Op zoek naar onverwachte talenten
Sinds 2016 schrijft Het Nieuwe Instituut ieder jaar een open call uit voor een fellowshipprogramma. Uit de inzendingen selecteert een internationale jury drie tot vier fellows, die de ruimte krijgen om gedurende een half jaar onderzoek te doen op het gebied van architectuur, design en digitale cultuur. 'We besloten inschrijvers niet om een cv en aanbevelingen te vragen, omdat we niet zozeer geïnteresseerd waren in wat de deelnemers in het verleden hadden bereikt. Als je je daar op richt mis je misschien het talent dat nog geen grote resultaten heeft geboekt, maar wel een fascinerend plan heeft voor een onderzoek dat onze blik op de wereld of in ieder geval die van architectuur, design en digitale cultuur voorgoed zal veranderen. We vroegen de inschrijvers om zichzelf en hun project op hun eigen wijze te beschrijven.

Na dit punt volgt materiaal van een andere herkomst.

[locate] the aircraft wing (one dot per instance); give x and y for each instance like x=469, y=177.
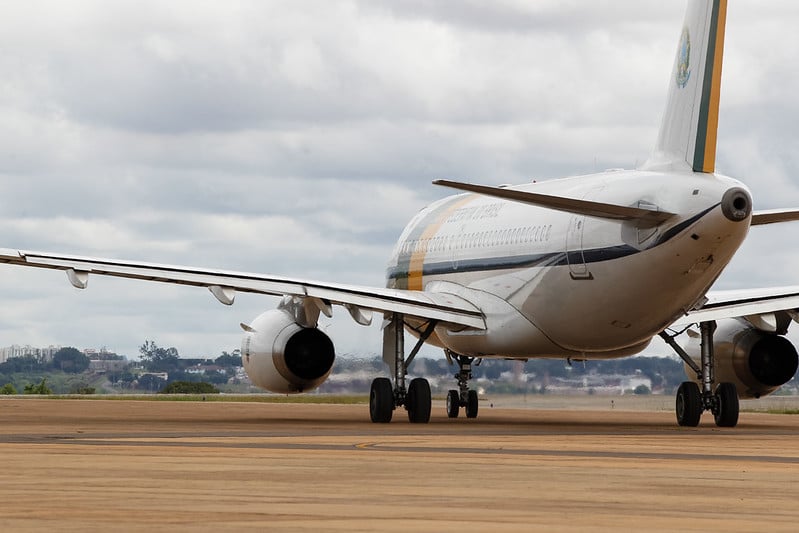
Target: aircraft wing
x=753, y=304
x=224, y=284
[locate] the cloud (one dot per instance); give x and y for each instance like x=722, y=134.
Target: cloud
x=298, y=137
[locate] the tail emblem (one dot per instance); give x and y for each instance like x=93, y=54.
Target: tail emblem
x=684, y=61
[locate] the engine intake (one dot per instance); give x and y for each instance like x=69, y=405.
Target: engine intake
x=281, y=356
x=757, y=362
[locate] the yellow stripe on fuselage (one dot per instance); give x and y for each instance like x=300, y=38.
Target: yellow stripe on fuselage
x=709, y=163
x=417, y=257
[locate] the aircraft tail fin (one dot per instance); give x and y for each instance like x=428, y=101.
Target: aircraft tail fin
x=687, y=137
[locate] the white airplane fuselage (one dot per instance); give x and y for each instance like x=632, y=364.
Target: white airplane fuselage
x=556, y=284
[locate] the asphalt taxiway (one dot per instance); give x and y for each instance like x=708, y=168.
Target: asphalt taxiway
x=94, y=465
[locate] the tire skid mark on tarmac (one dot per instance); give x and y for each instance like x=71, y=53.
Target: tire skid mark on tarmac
x=367, y=447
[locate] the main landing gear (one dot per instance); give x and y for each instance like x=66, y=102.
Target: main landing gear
x=691, y=402
x=463, y=397
x=383, y=397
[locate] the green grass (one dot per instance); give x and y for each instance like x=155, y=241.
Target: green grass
x=247, y=398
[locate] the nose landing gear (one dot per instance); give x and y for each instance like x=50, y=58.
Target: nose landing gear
x=463, y=397
x=691, y=402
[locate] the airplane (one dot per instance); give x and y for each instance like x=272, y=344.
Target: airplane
x=578, y=268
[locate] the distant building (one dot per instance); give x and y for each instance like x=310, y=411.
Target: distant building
x=42, y=354
x=104, y=366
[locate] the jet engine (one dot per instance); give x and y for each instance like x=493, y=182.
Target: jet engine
x=756, y=361
x=282, y=356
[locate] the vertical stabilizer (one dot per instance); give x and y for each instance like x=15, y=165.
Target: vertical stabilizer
x=687, y=136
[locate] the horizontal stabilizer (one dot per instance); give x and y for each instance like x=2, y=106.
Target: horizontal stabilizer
x=772, y=216
x=646, y=217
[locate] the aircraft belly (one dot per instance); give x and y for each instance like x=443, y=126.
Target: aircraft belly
x=628, y=300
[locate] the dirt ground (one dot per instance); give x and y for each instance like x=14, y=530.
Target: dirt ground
x=93, y=465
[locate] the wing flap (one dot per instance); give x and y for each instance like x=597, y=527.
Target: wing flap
x=742, y=303
x=432, y=306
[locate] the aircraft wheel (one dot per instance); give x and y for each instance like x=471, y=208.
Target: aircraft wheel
x=471, y=404
x=418, y=401
x=726, y=414
x=453, y=403
x=381, y=401
x=689, y=404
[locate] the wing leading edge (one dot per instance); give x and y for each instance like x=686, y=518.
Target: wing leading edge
x=756, y=305
x=224, y=284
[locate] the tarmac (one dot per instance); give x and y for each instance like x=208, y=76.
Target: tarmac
x=611, y=464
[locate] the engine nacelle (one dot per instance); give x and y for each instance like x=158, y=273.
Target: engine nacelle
x=757, y=362
x=281, y=356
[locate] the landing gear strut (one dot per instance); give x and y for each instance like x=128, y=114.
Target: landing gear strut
x=463, y=397
x=383, y=397
x=691, y=402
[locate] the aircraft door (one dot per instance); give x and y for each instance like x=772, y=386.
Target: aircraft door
x=574, y=248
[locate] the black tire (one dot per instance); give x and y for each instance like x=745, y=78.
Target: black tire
x=381, y=401
x=453, y=403
x=689, y=404
x=472, y=403
x=418, y=401
x=727, y=404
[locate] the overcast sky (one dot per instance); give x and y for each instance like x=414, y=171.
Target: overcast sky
x=298, y=137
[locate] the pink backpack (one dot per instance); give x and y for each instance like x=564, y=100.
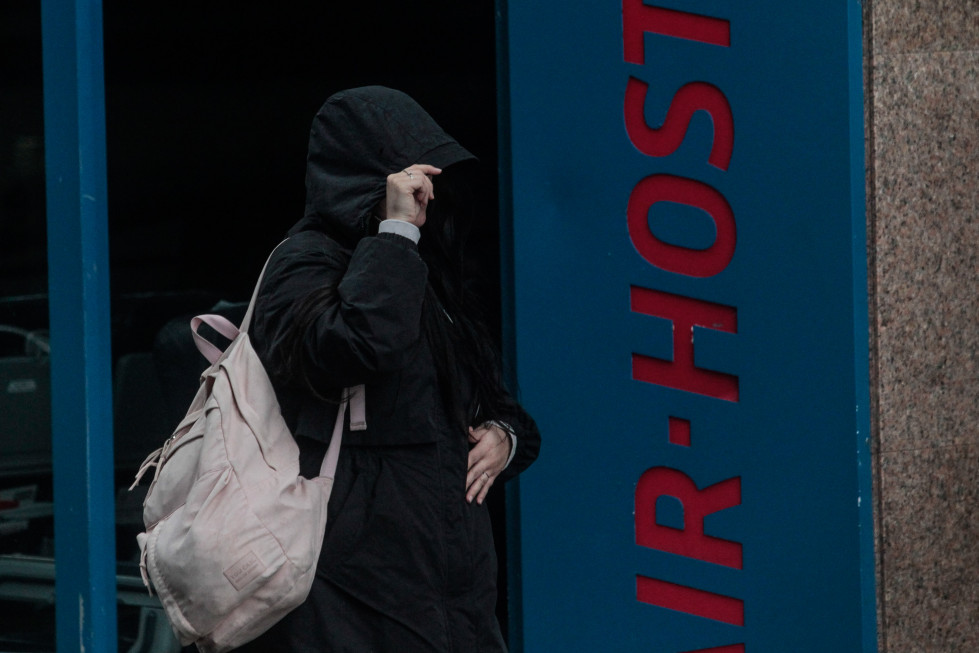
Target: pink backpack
x=233, y=532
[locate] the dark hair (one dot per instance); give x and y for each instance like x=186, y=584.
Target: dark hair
x=466, y=356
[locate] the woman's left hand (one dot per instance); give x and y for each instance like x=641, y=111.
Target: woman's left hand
x=486, y=459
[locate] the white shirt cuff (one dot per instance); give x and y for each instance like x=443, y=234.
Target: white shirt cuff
x=513, y=438
x=400, y=227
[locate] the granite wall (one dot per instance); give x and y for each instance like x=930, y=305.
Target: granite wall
x=922, y=82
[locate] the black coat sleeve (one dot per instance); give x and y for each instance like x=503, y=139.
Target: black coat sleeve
x=368, y=314
x=528, y=440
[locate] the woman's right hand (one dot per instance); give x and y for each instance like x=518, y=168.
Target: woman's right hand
x=408, y=193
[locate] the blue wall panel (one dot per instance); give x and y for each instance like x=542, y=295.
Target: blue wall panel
x=777, y=555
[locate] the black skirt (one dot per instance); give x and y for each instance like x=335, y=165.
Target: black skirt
x=407, y=564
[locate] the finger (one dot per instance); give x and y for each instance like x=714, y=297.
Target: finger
x=480, y=487
x=483, y=492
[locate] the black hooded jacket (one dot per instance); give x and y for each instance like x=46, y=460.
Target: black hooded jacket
x=406, y=560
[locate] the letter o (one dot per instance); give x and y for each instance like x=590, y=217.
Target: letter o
x=675, y=258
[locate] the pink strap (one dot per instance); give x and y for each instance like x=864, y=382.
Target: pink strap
x=354, y=397
x=221, y=325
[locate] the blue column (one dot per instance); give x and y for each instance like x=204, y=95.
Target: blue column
x=78, y=285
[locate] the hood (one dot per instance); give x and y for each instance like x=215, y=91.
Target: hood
x=359, y=137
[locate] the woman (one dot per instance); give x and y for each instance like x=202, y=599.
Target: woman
x=368, y=289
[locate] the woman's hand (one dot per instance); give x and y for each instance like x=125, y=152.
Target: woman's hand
x=486, y=459
x=408, y=193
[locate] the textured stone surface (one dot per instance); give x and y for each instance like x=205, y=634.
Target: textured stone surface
x=925, y=25
x=930, y=530
x=926, y=130
x=924, y=253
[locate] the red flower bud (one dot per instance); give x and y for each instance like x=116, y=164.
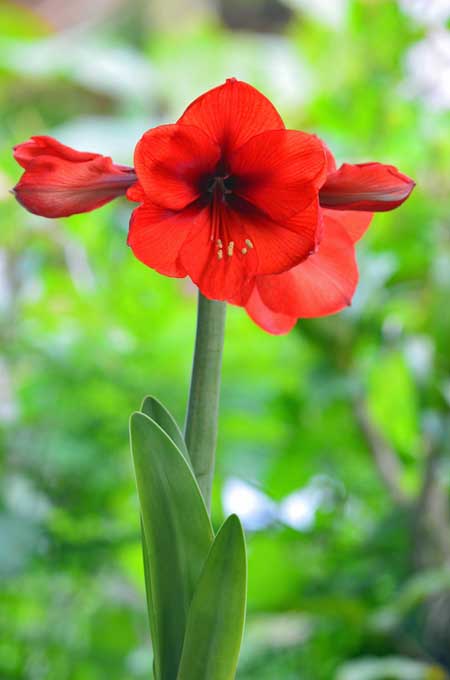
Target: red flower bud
x=59, y=181
x=368, y=186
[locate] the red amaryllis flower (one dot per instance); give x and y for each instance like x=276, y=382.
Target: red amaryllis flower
x=321, y=285
x=325, y=282
x=252, y=212
x=59, y=181
x=227, y=192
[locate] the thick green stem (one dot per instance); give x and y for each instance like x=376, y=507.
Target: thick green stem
x=203, y=406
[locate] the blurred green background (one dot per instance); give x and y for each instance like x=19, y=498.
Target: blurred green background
x=333, y=440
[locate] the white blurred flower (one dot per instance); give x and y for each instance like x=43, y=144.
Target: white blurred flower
x=428, y=70
x=253, y=507
x=427, y=11
x=331, y=12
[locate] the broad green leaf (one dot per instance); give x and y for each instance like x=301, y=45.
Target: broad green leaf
x=153, y=408
x=216, y=618
x=149, y=597
x=178, y=535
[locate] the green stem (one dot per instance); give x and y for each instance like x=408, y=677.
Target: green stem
x=203, y=405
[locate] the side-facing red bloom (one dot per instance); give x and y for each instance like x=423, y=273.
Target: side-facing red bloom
x=227, y=192
x=255, y=214
x=59, y=181
x=325, y=282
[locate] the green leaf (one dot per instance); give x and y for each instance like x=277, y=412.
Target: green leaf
x=153, y=408
x=216, y=618
x=178, y=535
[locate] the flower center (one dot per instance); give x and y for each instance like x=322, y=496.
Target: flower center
x=220, y=186
x=219, y=189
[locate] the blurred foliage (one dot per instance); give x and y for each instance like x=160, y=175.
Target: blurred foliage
x=346, y=419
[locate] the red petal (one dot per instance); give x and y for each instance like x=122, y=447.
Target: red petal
x=323, y=284
x=280, y=245
x=52, y=186
x=267, y=319
x=47, y=146
x=220, y=273
x=232, y=113
x=354, y=222
x=369, y=186
x=171, y=161
x=157, y=235
x=279, y=171
x=136, y=193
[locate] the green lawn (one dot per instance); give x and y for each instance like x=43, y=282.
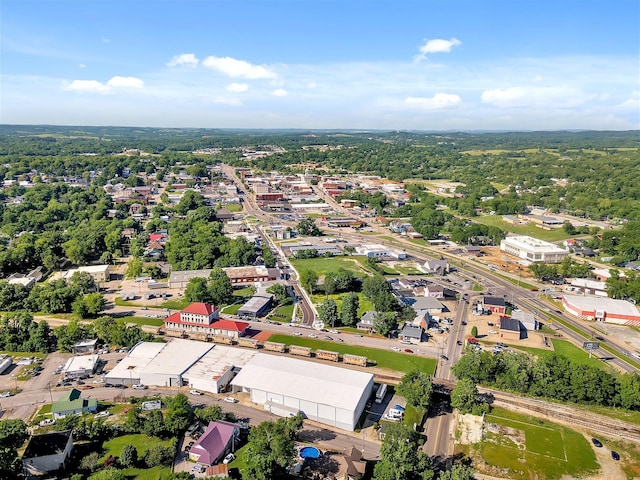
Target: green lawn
x=141, y=441
x=322, y=266
x=399, y=362
x=523, y=447
x=156, y=322
x=365, y=304
x=531, y=230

We zoeken steeds naar manieren om het instituut open te stellen voor onverwachte deelnemers en perspectieven, die de instelling zullen uitdagen en voor altijd transformeren.'
Het fellowshipprogramma krijgt jaarlijks een thema mee, waarmee een vraagstuk aan de orde wordt gesteld. 'Deze moet relevant zijn en zo open mogelijk worden geformuleerd, zodat zoveel mogelijk verschillende stemmen zich er op verschillende manieren toe kunnen verhouden en op kunnen reageren,' legt Otero uit.
'Het fellowship kent geen leeftijdsgrens en beperkt zich niet tot een nationaliteit. De fellows bestaan uit studenten, pas afgestudeerden en ervaren ontwerpers en onderzoekers die de behoefte hebben om een bepaald project te ontwikkelen of in hun carrière een ander pad in te slaan.'
'Het fellowship verleent vooral ruimte en tijd om te experimenteren en te reflecteren. Na afloop van deze studieperiode van zes maanden, zoeken we samen met de fellows naar mogelijkheden om verder te werken aan hun project en het op andere plekken voor ander publiek openbaar te maken.' Het Nieuwe Instituut zet daarvoor zijn uitgebreide netwerk in, zowel nationaal als internationaal.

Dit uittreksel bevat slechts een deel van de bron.